The process is an in-office treatment as follows: 

  • We start with extracting a small amount of blood into a specialized test tube. The test tube is the key to the process as it contains filters optimized the growth factors for injection. 
  • We place the test tube in a centrifuge which spins at rapid speeds, to separates out and concentrate the platelet-rich plasma which is packed with growth factors 
  • The growth factors are extracted and placed into a series of syringes.
  • While the solution is spinning, we do a Hairlase treatment to help start the process of follicle stimulation
  • We gently and surprisingly painlessly inject the solution into the areas of concern on the scalp. 

Once you are evaluated in the office, it will be determined if you are a good candidate for PRP. We always do a Hairlase (see above) treatment immediately prior to injecting the PRP and have found that this has amplified the PRP benefits for our patients. 

  • Cortisone injections: This is done by your dermatologist and in my view works well for all types of hair loss including genetic male and female types. I do low concentration injections at monthly intervals for 5 months and then switch to treatment every 3 months.

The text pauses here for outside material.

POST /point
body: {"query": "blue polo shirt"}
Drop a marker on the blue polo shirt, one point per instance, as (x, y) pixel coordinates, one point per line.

At the concentrations and volume I use, I have never seen any systemic side effects or atrophy (thinning of the skin of the scalp).
  • Hair Transplantation: this is an effective treatment for men and women with a good donor area. Other treatments still need to be considered to maintain the surrounding hair. Today’s grafts are microscopic and after 12-15 months, the hair in the transplant area will be long and strong.

Bottom Line

Hair growth is complicated scientifically, physically and emotionally. The pathways that drive hair loss are not yet fully understood so there is no single reliable, precise mode of treatment. For every patient, I recommend an evaluation by a board certified dermatologist along with working to manage stress and optimize your diet and possibly using one, or a combination of hair growth treatments to help maintain and grow the healthiest, most beautiful hair possible.